The satisfaction that first came from solving problems in mathematics now fuels Joyce Yen in her pursuit to solve issues in equity, diversity, and inclusion at the faculty level.
Yen is the director of the University of Washington’s ADVANCE Center for Institutional Change, a program funded by the National Science Foundation that works to improve the academic climate for women not only at Washington, but also across the nation. Since 2003, Yen has helped lead 13 grants, worth a total of more than $6.7 million, to advance women faculty in science, engineering, and mathematics.
“I get to read the most interesting things. I synthesize knowledge across different disciplines and ‘teach out’ that knowledge in many different ways,” said Yen, a 1995 graduate of the University of Nebraska–Lincoln in mathematics. “I like being a connector. A lot of what I do is synthesizing and connecting information to someone else who might not know that information and to whom that information could be perspective-changing.”
After earning her master’s and doctoral degrees in industrial and operations engineering at the University of Michigan, Yen first came to Washington as a tenure-track assistant professor. Only a few months afterward, the ADVANCE grant was awarded. Yen joined its team about two years later and was named director in 2015.The Hastings native returned to Nebraska in October 2019 and spoke to UNL Math Club students about her perspective on the continual impact that identity can have on shaping mathematics.
“You might think math is just math, that it’s not something our identities impact, but in this book I just read called ‘The Invisible Women,’ the author shares a story of a female math professor who saw an analogy between crocheted patterns and the concept of hyperbolic planes,” Yen said. “Her experiences with knitting and crocheting informed her mathematical view of the world, and she created models that everybody can use in a way no one else had done before. That’s a beautiful example of, even when you think identity is not informing math, it is.”
Yen knows what kind of impact she likes to make—with work that is “high touch, high impact.” She often partners with administrators in diversity positions at the university level, but she finds herself most useful when she clearly understands the scope of her work and can “push the boundaries.”
While she focuses on faculty, everything she does has a parallel application to students.
“I think diversity positions are incredibly important. You have to have somebody at the table, at the highest level, in all of those important meetings, asking those questions,” said Yen, a winner of Washington’s College of Engineering Professional Staff Innovator Award in 2007 and the David B. Thorud Leadership Award in 2012. “Our vice dean says that ADVANCE can start to ‘socialize’ people. We socialize different conversations, ideas and concepts in a targeted way to science and engineering departments.”
Yen recently wrote about diversity and leadership for a blog.
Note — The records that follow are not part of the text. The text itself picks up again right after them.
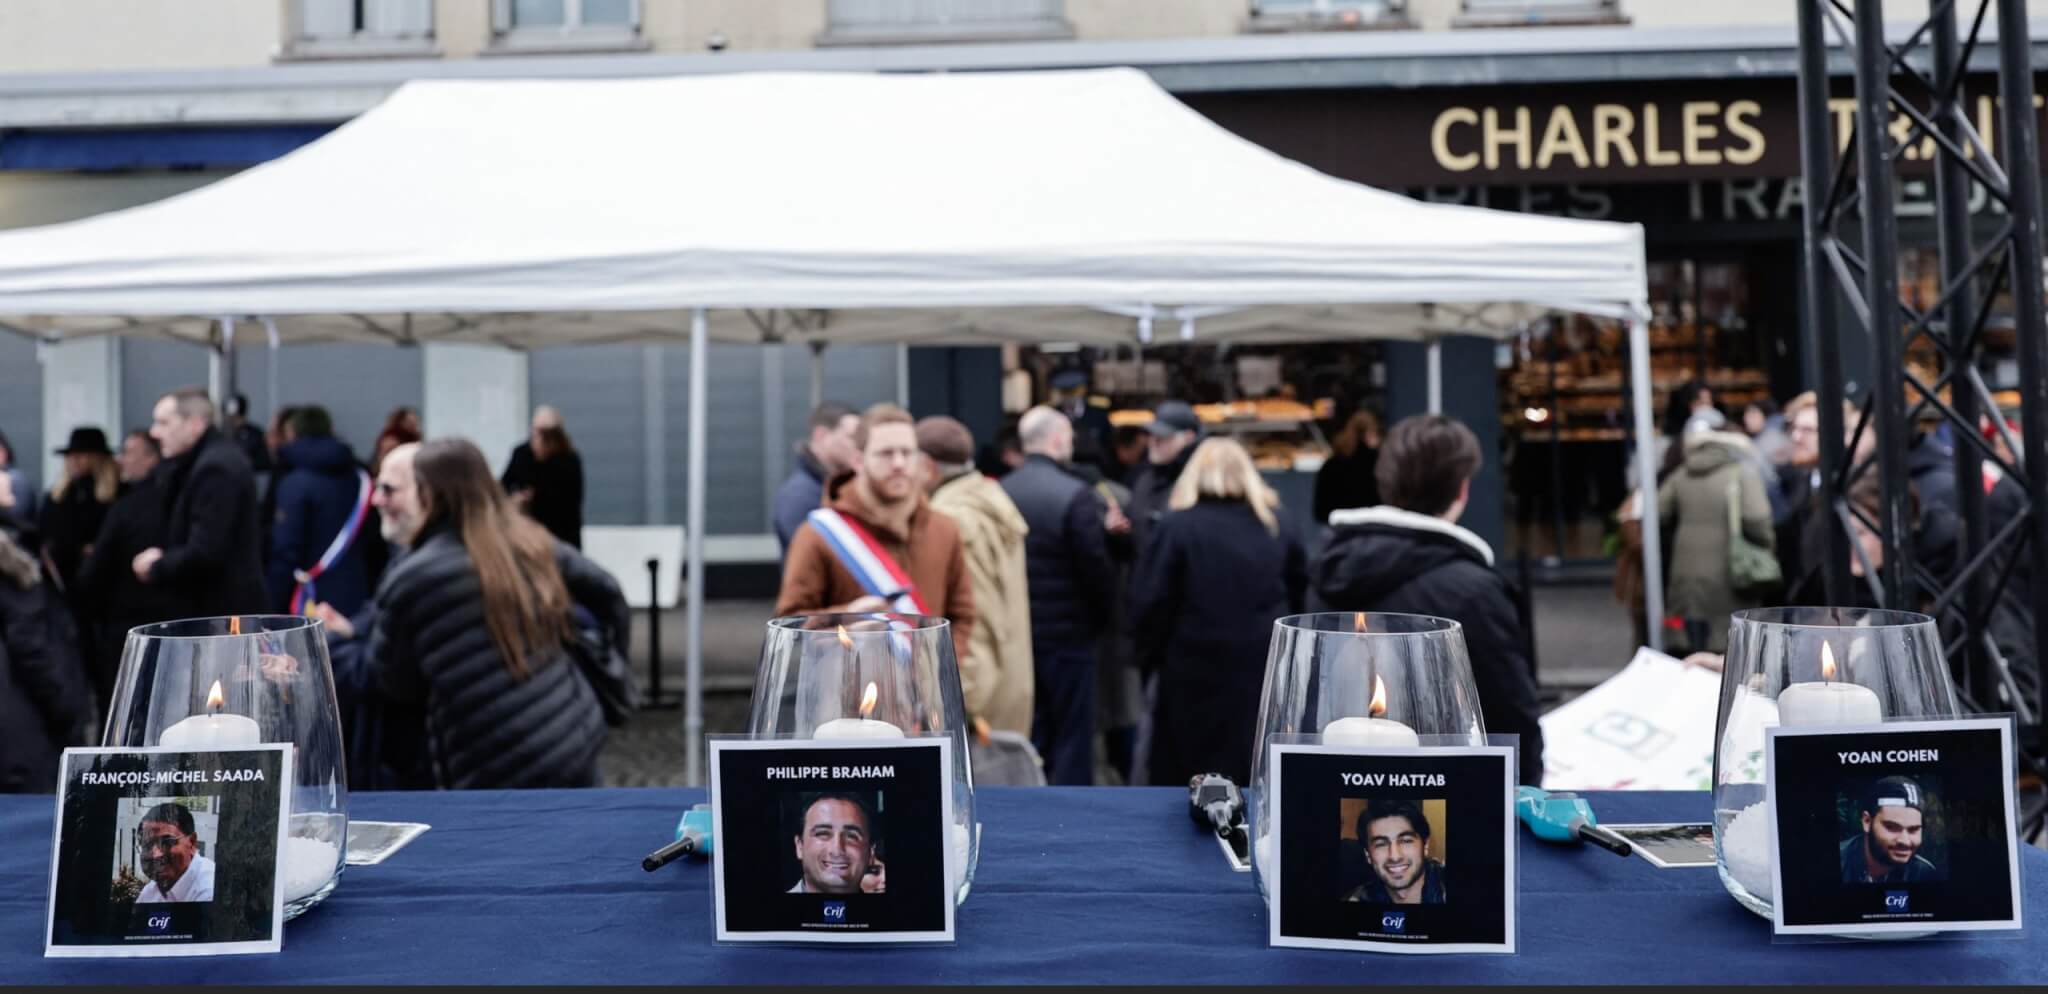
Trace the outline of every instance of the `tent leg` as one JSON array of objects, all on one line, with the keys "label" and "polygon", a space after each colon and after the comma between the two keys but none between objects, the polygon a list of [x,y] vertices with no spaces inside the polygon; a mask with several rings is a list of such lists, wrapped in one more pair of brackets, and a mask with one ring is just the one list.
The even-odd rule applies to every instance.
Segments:
[{"label": "tent leg", "polygon": [[263,319],[263,336],[270,346],[270,350],[265,354],[265,358],[269,363],[266,370],[269,382],[265,383],[264,386],[269,390],[269,393],[266,395],[269,398],[269,402],[264,405],[264,410],[275,414],[278,408],[284,406],[284,402],[277,398],[277,347],[283,343],[278,340],[276,321],[269,318]]},{"label": "tent leg", "polygon": [[896,406],[910,410],[910,346],[896,343]]},{"label": "tent leg", "polygon": [[1643,521],[1643,620],[1650,648],[1664,651],[1664,546],[1657,520],[1657,427],[1650,415],[1650,322],[1638,313],[1628,322],[1628,371],[1636,416],[1638,510]]},{"label": "tent leg", "polygon": [[705,364],[709,349],[704,308],[690,312],[689,505],[684,524],[687,565],[683,574],[688,598],[687,655],[683,670],[683,765],[690,786],[704,782],[704,435],[706,417]]},{"label": "tent leg", "polygon": [[1429,413],[1444,412],[1444,343],[1443,339],[1429,340]]},{"label": "tent leg", "polygon": [[825,343],[811,343],[811,410],[825,402]]},{"label": "tent leg", "polygon": [[[208,377],[213,381],[208,385],[213,387],[214,403],[225,410],[229,399],[233,398],[235,393],[241,389],[240,380],[235,375],[234,318],[220,319],[220,346],[214,349],[213,359],[217,364],[215,368],[219,371]],[[249,412],[247,411],[242,412],[244,417],[247,417],[248,414]]]}]

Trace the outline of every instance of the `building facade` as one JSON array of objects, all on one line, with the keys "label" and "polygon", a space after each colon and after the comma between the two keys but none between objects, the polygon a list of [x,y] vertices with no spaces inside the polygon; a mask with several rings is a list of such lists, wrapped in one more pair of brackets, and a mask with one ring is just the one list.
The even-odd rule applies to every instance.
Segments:
[{"label": "building facade", "polygon": [[[1912,17],[1925,4],[1891,6]],[[2048,0],[2029,6],[2048,21]],[[210,182],[315,140],[409,79],[1133,65],[1224,126],[1333,175],[1645,224],[1667,364],[1718,378],[1731,396],[1782,398],[1807,379],[1793,16],[1780,0],[8,0],[0,227]],[[1928,191],[1906,195],[1911,236]],[[1611,504],[1602,491],[1620,486],[1620,426],[1596,414],[1609,389],[1598,340],[1597,329],[1566,328],[1520,354],[1466,349],[1456,354],[1483,367],[1467,371],[1474,389],[1446,394],[1453,413],[1504,433],[1508,451],[1545,453],[1517,460],[1522,471],[1564,467],[1574,493],[1548,499],[1574,514]],[[1570,355],[1551,344],[1566,341]],[[528,405],[550,403],[583,451],[592,522],[682,519],[683,349],[273,352],[246,326],[237,344],[233,379],[259,418],[276,402],[324,403],[367,445],[390,408],[414,404],[430,434],[471,431],[502,459]],[[1488,358],[1513,368],[1496,377]],[[812,356],[713,346],[711,361],[712,552],[772,558],[768,496],[809,406]],[[1419,357],[1395,349],[1386,361]],[[1560,390],[1567,365],[1574,385]],[[910,400],[986,432],[1000,416],[1002,365],[988,354],[835,348],[823,366],[835,399]],[[0,334],[0,431],[46,485],[54,462],[34,454],[74,425],[139,425],[161,391],[225,378],[213,353],[185,344]],[[1503,397],[1496,383],[1529,397]],[[1387,401],[1390,415],[1415,402]],[[1504,422],[1503,409],[1550,420]],[[1482,533],[1499,539],[1504,517],[1542,517],[1526,493],[1536,482],[1505,481],[1512,513],[1475,499]]]}]

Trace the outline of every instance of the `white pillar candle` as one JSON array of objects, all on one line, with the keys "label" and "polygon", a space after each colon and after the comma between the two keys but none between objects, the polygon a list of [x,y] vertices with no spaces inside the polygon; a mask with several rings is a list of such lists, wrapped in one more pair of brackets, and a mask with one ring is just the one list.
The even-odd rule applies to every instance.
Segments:
[{"label": "white pillar candle", "polygon": [[1875,725],[1884,704],[1870,688],[1836,683],[1835,652],[1820,646],[1819,683],[1795,683],[1778,695],[1778,721],[1786,725]]},{"label": "white pillar candle", "polygon": [[1415,729],[1385,718],[1339,718],[1323,728],[1324,745],[1413,746],[1420,745]]},{"label": "white pillar candle", "polygon": [[157,744],[172,749],[191,750],[262,744],[263,729],[250,718],[239,714],[222,713],[222,702],[220,681],[215,680],[212,692],[206,695],[206,706],[210,713],[195,714],[164,729],[163,734],[157,737]]},{"label": "white pillar candle", "polygon": [[834,718],[811,733],[819,739],[900,739],[903,729],[873,718]]}]

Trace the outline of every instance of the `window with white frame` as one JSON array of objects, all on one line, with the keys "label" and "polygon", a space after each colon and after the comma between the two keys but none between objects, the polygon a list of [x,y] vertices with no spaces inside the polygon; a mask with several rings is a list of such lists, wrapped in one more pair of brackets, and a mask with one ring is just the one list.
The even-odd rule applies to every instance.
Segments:
[{"label": "window with white frame", "polygon": [[639,0],[493,0],[507,36],[630,35],[640,29]]},{"label": "window with white frame", "polygon": [[424,40],[434,34],[434,0],[298,0],[302,42]]},{"label": "window with white frame", "polygon": [[1621,0],[1464,0],[1457,27],[1523,24],[1626,24]]},{"label": "window with white frame", "polygon": [[1066,0],[829,0],[823,44],[1071,38]]},{"label": "window with white frame", "polygon": [[1254,31],[1412,27],[1408,0],[1252,0]]}]

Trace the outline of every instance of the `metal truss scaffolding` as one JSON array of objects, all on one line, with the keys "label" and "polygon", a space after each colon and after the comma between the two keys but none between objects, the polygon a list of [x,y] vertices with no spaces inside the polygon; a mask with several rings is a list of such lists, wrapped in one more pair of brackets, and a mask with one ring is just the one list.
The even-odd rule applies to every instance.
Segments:
[{"label": "metal truss scaffolding", "polygon": [[[2026,4],[1933,0],[1924,22],[1893,25],[1887,36],[1882,0],[1796,2],[1802,318],[1819,386],[1827,602],[1935,615],[1964,707],[2016,714],[2032,765],[2048,752],[2038,679],[2048,647],[2048,332]],[[1829,106],[1831,48],[1834,67],[1854,77],[1847,134],[1836,134]],[[1988,61],[1984,50],[1992,48],[1995,115],[1981,101],[1972,114],[1967,70],[1973,59]],[[1901,170],[1929,165],[1939,293],[1916,309],[1900,295],[1894,198]],[[1973,191],[1988,207],[1975,224]],[[1851,322],[1838,319],[1844,306]],[[2019,371],[2017,435],[1981,371],[1994,336],[2002,343],[2008,327]],[[1843,369],[1843,338],[1859,331],[1869,342],[1867,377]],[[1909,362],[1913,356],[1932,361]],[[1852,380],[1863,381],[1863,396],[1845,398]],[[1860,413],[1845,415],[1844,399]],[[1945,434],[1945,443],[1923,433]],[[1930,444],[1953,448],[1957,499],[1946,530],[1928,527],[1910,489],[1914,467],[1924,472],[1927,464],[1916,447]],[[1876,474],[1875,514],[1869,502],[1845,498],[1870,486],[1865,474]],[[1858,529],[1875,533],[1881,561],[1860,547]],[[1852,571],[1852,557],[1862,569]],[[2023,819],[2038,831],[2041,817],[2036,804]]]}]

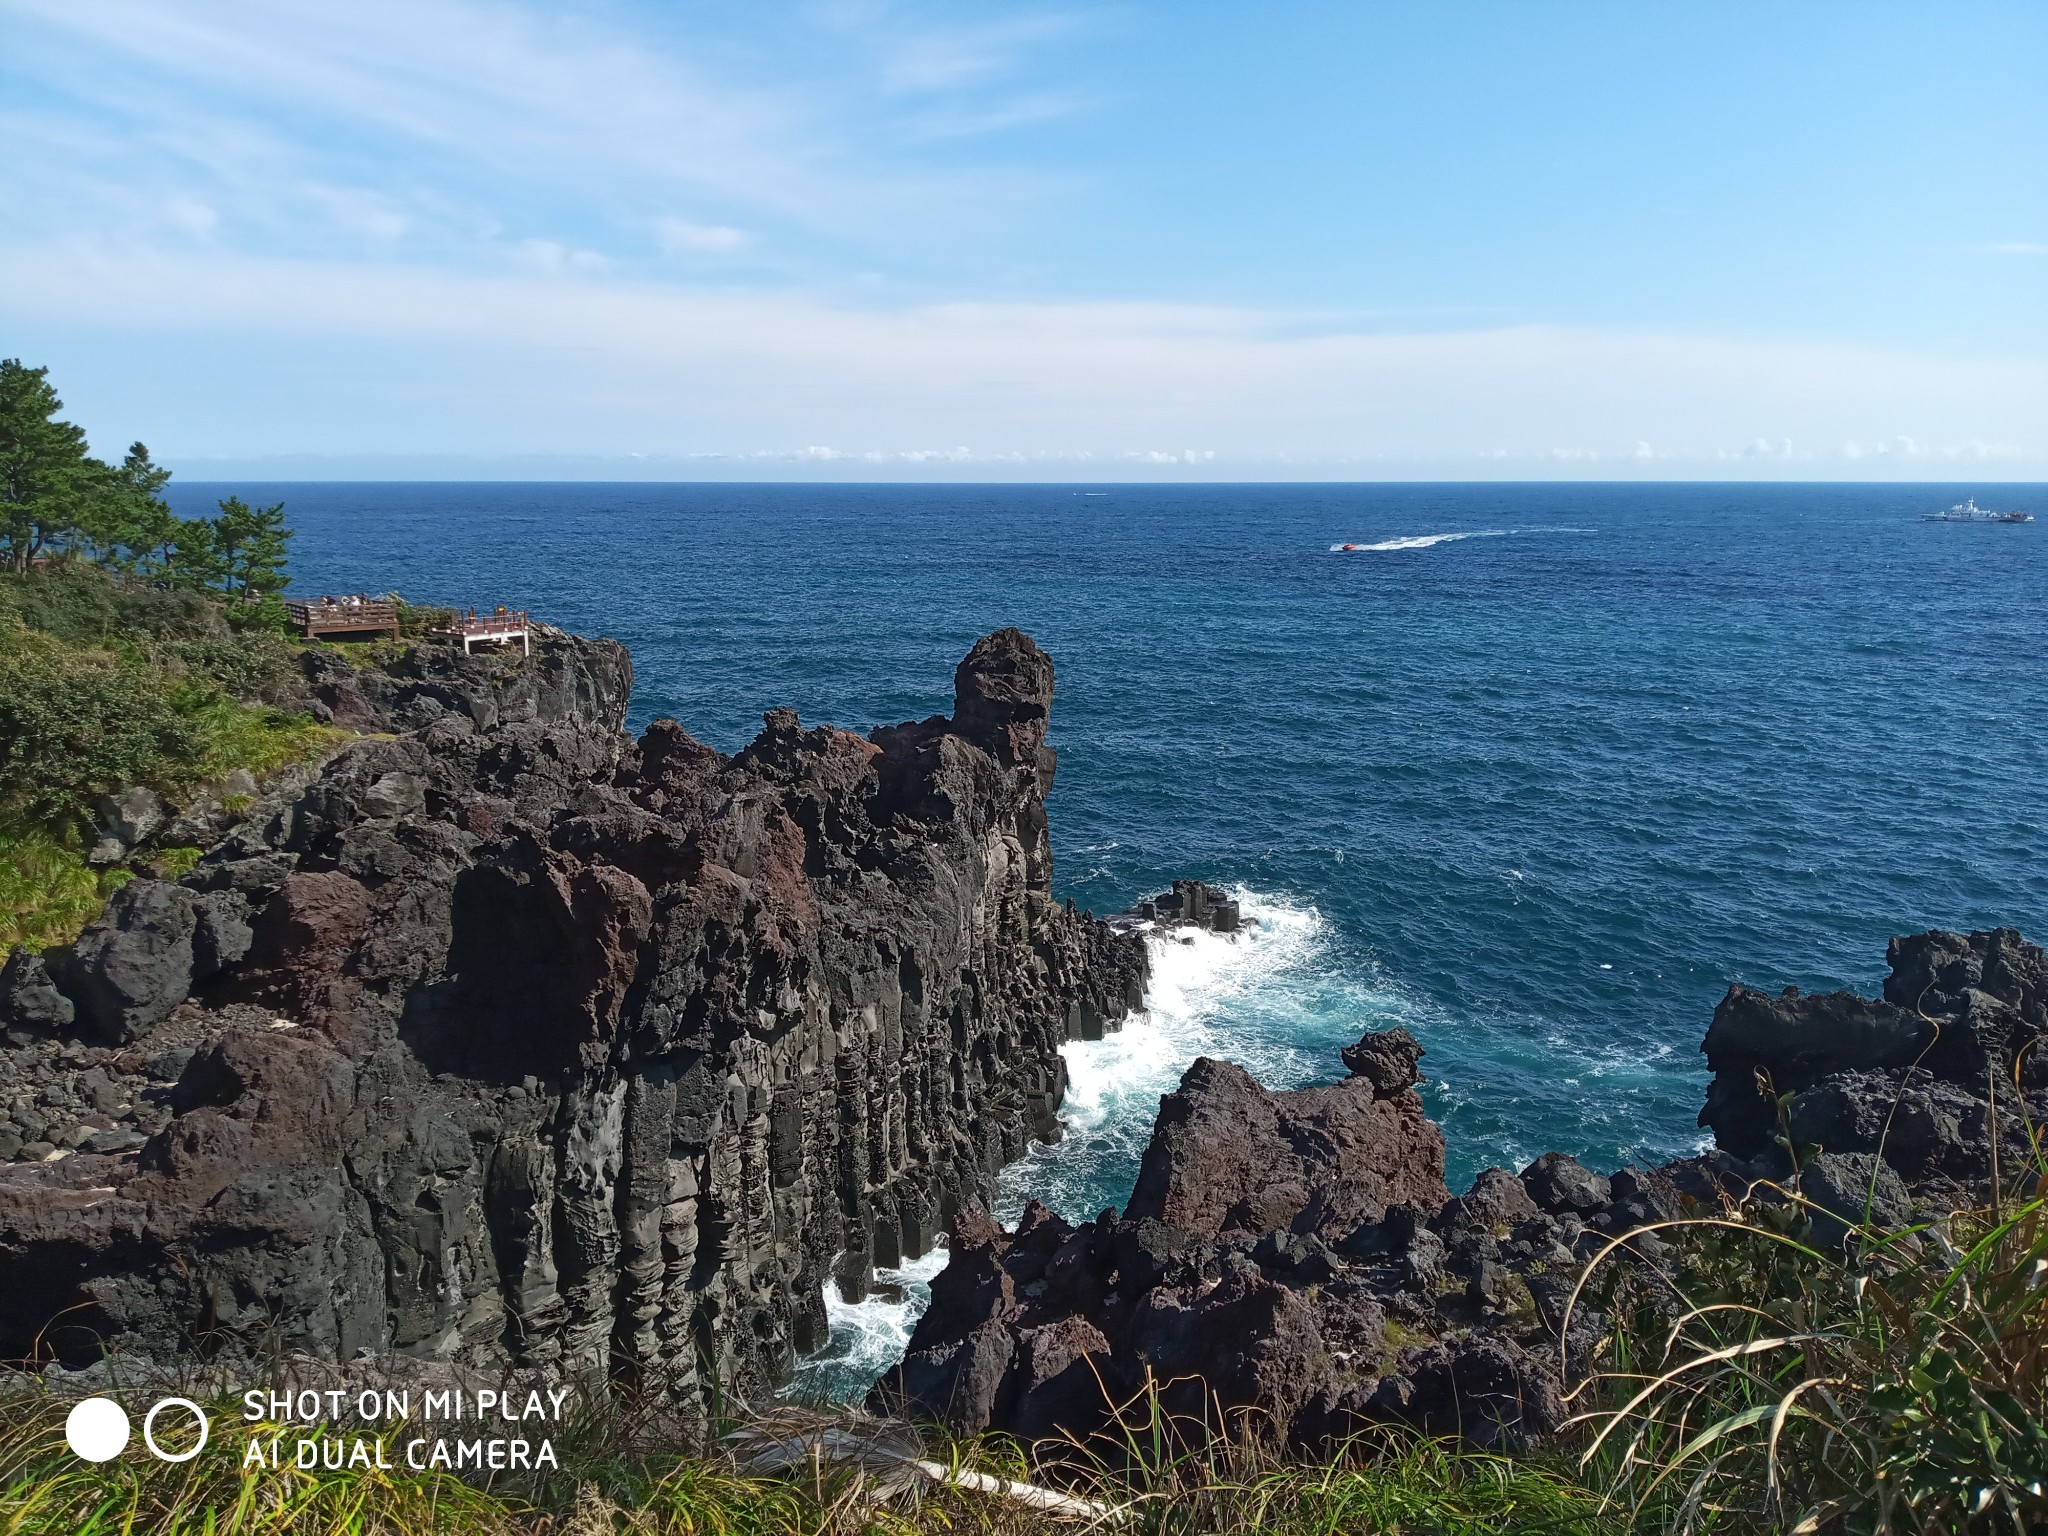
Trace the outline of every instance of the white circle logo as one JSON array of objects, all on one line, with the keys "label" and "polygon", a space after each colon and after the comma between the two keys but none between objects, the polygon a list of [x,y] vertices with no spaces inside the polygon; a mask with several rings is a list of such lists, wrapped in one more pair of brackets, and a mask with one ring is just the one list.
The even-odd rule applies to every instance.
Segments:
[{"label": "white circle logo", "polygon": [[[156,1443],[156,1435],[154,1433],[156,1429],[156,1416],[166,1408],[182,1408],[199,1421],[199,1439],[189,1451],[178,1451],[174,1454]],[[206,1422],[205,1410],[193,1402],[191,1398],[166,1397],[161,1399],[155,1407],[151,1408],[148,1416],[143,1419],[142,1443],[149,1447],[150,1455],[154,1456],[158,1461],[190,1461],[194,1456],[197,1456],[206,1449],[206,1436],[212,1427],[212,1425]],[[121,1422],[121,1438],[123,1440],[128,1438],[128,1423],[125,1418]]]},{"label": "white circle logo", "polygon": [[112,1461],[128,1445],[128,1415],[111,1397],[82,1398],[65,1417],[64,1443],[81,1461]]}]

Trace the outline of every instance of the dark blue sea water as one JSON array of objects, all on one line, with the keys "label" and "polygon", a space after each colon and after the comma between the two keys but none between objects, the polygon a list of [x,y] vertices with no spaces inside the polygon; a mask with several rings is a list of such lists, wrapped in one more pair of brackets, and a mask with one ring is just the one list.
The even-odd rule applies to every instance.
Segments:
[{"label": "dark blue sea water", "polygon": [[[1730,981],[1867,989],[1895,932],[2048,932],[2041,487],[233,489],[286,503],[295,590],[615,636],[636,723],[727,750],[771,705],[942,711],[975,636],[1036,636],[1059,893],[1199,875],[1265,921],[1075,1048],[1076,1134],[1012,1204],[1120,1204],[1197,1051],[1296,1084],[1390,1021],[1454,1183],[1665,1158]],[[1969,494],[2043,521],[1921,521]]]}]

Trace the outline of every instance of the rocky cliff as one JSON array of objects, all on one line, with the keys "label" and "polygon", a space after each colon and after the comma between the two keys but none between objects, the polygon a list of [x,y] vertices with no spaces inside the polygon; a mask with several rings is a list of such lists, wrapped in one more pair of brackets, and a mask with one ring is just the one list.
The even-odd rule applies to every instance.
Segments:
[{"label": "rocky cliff", "polygon": [[430,1355],[744,1398],[1033,1136],[1139,943],[1055,903],[1051,661],[621,732],[606,642],[323,652],[376,733],[0,974],[0,1357]]},{"label": "rocky cliff", "polygon": [[1614,1239],[1652,1271],[1669,1251],[1646,1228],[1761,1190],[1803,1198],[1815,1239],[1839,1244],[2038,1168],[2048,956],[1999,929],[1894,939],[1890,962],[1878,999],[1729,989],[1702,1046],[1712,1152],[1607,1176],[1547,1153],[1455,1199],[1405,1031],[1348,1048],[1344,1081],[1291,1093],[1199,1060],[1161,1101],[1121,1216],[1075,1226],[1033,1205],[1004,1232],[963,1213],[873,1400],[1106,1444],[1119,1411],[1148,1422],[1148,1385],[1197,1437],[1552,1431],[1605,1329],[1568,1305],[1573,1287]]}]

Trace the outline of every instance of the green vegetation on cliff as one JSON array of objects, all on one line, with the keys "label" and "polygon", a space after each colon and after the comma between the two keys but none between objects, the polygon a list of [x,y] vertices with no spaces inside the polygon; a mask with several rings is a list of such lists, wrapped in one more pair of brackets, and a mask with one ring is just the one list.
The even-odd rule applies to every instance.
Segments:
[{"label": "green vegetation on cliff", "polygon": [[[87,452],[47,368],[0,359],[0,563],[17,575],[63,558],[160,584],[251,599],[290,584],[284,506],[240,497],[216,517],[179,517],[171,472],[141,443],[116,464]],[[269,615],[265,615],[268,617]]]},{"label": "green vegetation on cliff", "polygon": [[46,370],[0,361],[0,950],[63,942],[128,877],[89,862],[103,797],[175,806],[331,735],[276,707],[296,677],[282,504],[178,517],[147,448],[93,458],[62,405]]}]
In her research, she has found that it’s not about getting diversity training, but rather it’s about receiving leadership training that helps people become informed about how to actively participate and think about their individual roles in either perpetuating or changing the status quo.
“How do we change structures and systems in large, and small, ways?” Yen said. “There are so many smaller things we can do that can positively move us in a positive direction, to start tilting us in a different way. If you’re from a well-represented group and all of your people look like you, then reach out and bring others who don’t look like you into your group.”
Yen’s fondest memories of college at Nebraska stem from her freshmen Honors Calculus course with Professor Tom Shores, where she met the highly talented cohort of students who are still her best friends today.
“Everyone knew who I was. I felt seen,” said Yen, a 2004 winner of the Outstanding Young Alumni Award from the Nebraska Alumni Association. “The department and the Honors program fostered community building amongst the students. I think the UNL math faculty praised the outstanding female students so readily that it never felt like they didn’t believe in us.”
Her senior honors thesis work with Professor Steve Dunbar on graduate student teaching-assistant scheduling also was published in the journal Mathematica in Education.
Dunbar, who was vice chair and teaching an operations research course at the time, recalled that before Yen took on this scheduling project, it used to take him three to five hours to make teaching assignments without any time conflicts.
“Once Joyce worked it all out, it got the process down to an hour or an hour and a half,” Dunbar said. “It drastically simplified my life and was much more efficient. Publishing her work in the journal made sure she got some credit and attention for the work that she did. We also worked with Jennifer Meyer, faculty in the College of Business, and Jennifer realized it was a version of the ‘assignment problem.’ Once she told Joyce how to go about it, that unlocked the gate and it went pretty easily from there.”
Yen, who also received an Academic All-American honorable mention in USA Today in 1995, can see the influence of pursuing a variety of interests in high school and college on the skills she now possesses. As a workshop facilitator, she credits an experience at Girls State where she watched a fellow classmate give a speech in which she intentionally turned and spoke to both sides of the room, equally, as an example of picking up skills in many different places.
“You just never know when you’re getting some nugget somewhere, some information, advice, or skill that you synthesize into who you are today,” Yen said.